The cases on which the plaintiffs rely are inapposite on their facts (Tax Comrs. v Jackson, 283 US 527, supra; McCarthy v Jones, 449 F Supp 480; Weissinger v Boswell, supra). As the defendants correctly state: “It is undisputed that there are MTA services and facilities in those counties, utilized by residents of those counties, that are either directly or indirectly subsidized with the revenue raised by the sales tax increase. It is undisputed that there are significant links between these two counties and the rest of the metropolitan area in which the MTA operates * * * it is undisputed that residents of these two counties have long had an opportunity to participate, in MTA’s policy deliberations.

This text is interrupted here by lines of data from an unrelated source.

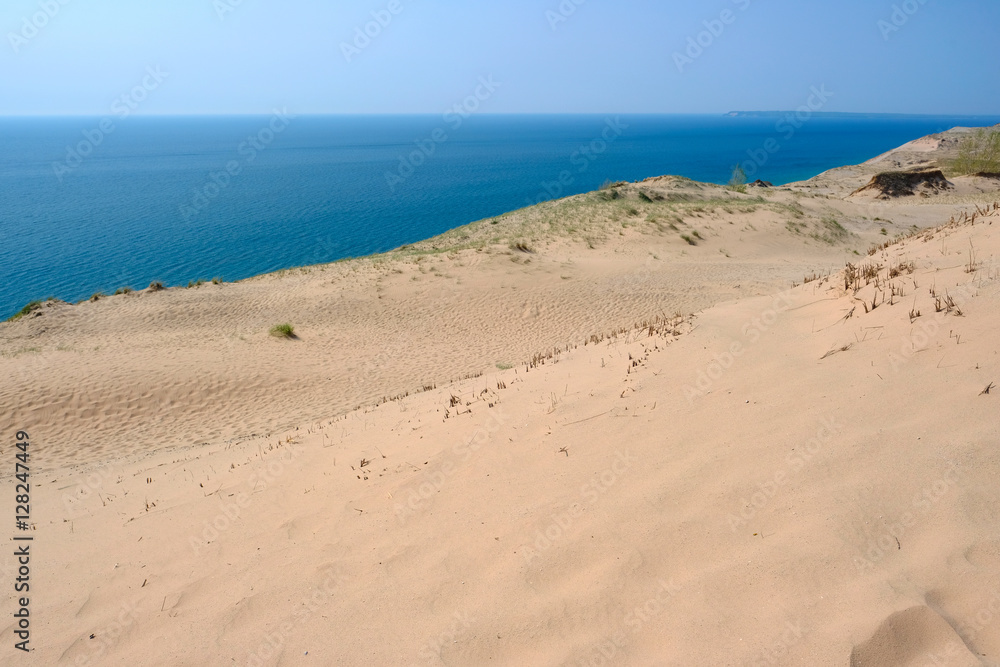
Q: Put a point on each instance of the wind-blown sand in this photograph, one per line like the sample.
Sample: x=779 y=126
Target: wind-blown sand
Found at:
x=716 y=468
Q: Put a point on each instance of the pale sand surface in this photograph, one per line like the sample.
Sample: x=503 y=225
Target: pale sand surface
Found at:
x=826 y=495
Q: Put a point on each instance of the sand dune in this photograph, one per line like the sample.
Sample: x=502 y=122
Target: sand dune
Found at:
x=689 y=460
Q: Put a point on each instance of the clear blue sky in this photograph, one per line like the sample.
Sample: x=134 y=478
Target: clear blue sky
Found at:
x=605 y=57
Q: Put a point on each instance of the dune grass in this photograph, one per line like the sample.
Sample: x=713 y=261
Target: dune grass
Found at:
x=283 y=331
x=978 y=153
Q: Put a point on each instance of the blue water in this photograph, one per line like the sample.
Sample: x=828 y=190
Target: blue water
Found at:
x=142 y=205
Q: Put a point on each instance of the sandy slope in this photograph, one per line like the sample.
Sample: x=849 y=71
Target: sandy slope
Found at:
x=779 y=479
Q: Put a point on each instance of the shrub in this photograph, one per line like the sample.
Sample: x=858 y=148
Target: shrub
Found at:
x=979 y=153
x=283 y=331
x=738 y=181
x=27 y=310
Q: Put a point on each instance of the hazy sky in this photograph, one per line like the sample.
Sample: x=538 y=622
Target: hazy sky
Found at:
x=250 y=56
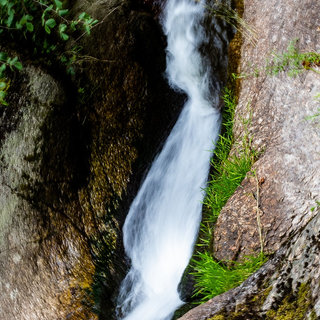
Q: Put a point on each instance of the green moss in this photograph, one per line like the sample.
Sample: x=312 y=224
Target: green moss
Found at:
x=294 y=306
x=218 y=317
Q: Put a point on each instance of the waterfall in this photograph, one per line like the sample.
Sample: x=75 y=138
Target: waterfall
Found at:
x=163 y=220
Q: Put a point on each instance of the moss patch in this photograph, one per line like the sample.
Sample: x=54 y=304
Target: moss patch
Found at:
x=294 y=306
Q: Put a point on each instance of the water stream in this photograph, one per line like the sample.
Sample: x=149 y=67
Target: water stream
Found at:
x=163 y=221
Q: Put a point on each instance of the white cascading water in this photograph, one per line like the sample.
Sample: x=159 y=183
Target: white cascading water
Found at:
x=163 y=221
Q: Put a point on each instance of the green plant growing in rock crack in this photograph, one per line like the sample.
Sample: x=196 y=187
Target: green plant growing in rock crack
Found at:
x=43 y=25
x=215 y=277
x=292 y=61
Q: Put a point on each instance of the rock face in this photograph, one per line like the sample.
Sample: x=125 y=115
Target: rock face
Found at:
x=70 y=164
x=275 y=111
x=278 y=108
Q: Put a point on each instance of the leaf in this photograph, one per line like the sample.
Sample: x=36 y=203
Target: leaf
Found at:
x=51 y=23
x=64 y=36
x=62 y=27
x=18 y=25
x=18 y=65
x=58 y=4
x=83 y=15
x=63 y=12
x=29 y=26
x=10 y=18
x=3 y=85
x=47 y=29
x=2 y=68
x=3 y=56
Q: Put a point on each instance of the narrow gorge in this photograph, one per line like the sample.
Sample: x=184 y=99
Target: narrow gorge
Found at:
x=110 y=111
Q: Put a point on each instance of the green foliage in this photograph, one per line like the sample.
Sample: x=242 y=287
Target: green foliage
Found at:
x=229 y=170
x=213 y=278
x=294 y=306
x=39 y=24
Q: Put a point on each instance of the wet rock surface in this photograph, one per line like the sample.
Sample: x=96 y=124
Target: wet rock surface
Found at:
x=71 y=163
x=275 y=111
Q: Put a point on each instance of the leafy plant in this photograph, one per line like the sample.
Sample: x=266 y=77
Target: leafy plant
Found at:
x=42 y=23
x=214 y=277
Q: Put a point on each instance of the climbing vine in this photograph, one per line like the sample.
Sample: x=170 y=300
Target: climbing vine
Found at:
x=42 y=26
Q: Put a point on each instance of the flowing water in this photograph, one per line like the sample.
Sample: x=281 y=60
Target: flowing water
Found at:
x=163 y=221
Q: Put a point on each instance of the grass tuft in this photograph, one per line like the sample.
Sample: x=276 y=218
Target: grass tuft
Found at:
x=214 y=277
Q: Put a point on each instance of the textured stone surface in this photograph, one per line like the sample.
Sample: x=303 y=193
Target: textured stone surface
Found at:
x=288 y=169
x=296 y=264
x=278 y=107
x=70 y=165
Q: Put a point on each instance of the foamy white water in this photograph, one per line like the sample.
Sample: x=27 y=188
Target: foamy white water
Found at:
x=163 y=221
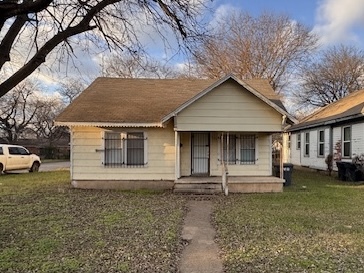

Public Authorities Law § 1263(1) (a).” That the crux of the plaintiffs’ complaint is the disproportionate benefits received by the users of the MTA facilities in Orange and Suffolk Counties is demonstrated by the following statement in the plaintiffs’ brief: “In short, the Flavin affidavit does not address at all the internal dispro*152portional or disparate effect of the sales tax among the several counties within the MTA commuter district. That and that alone is the central theme of the plaintiffs’ complaint.”
The remaining grounds on which the validity of chapter 485 is attacked are therefore unavailing. The defendants’ cross motion for summary judgment should be granted and chapter 485 of the Laws of 1981 declared to have been duly enacted into law and to comply with the equal protection clause of the Fourteenth Amendment to the Federal Constitution.
In view of our determination, we need not decide whether the plaintiffs’ application for class action status was properly denied. However, if we were to reach that issue, we would affirm for the reasons stated by Special Term.
Titone, J. P., Gibbons, Weinstein, Gulotta and Thompson, JJ., concur.
Judgment of the Supreme Court, Orange County, dated March 24, 1982, reversed, on the law, without costs or disbursements, plaintiffs’ motion for summary judgment on their third cause of action is denied, defendants’ cross motion for summary judgment is granted and it is declared that chapter 485 of the Laws of 1981 was validly enacted and that it complies with the equal protection clause of the Federal Constitution.
Appeal by plaintiffs from an order of the same court, dated March 17, 1982, dismissed as academic, without costs or disbursements.
. Chapter 485 of the Laws of 1981 is codified as section 1109 of the Tax Law.
. 31 of the 60 members of the State Senate.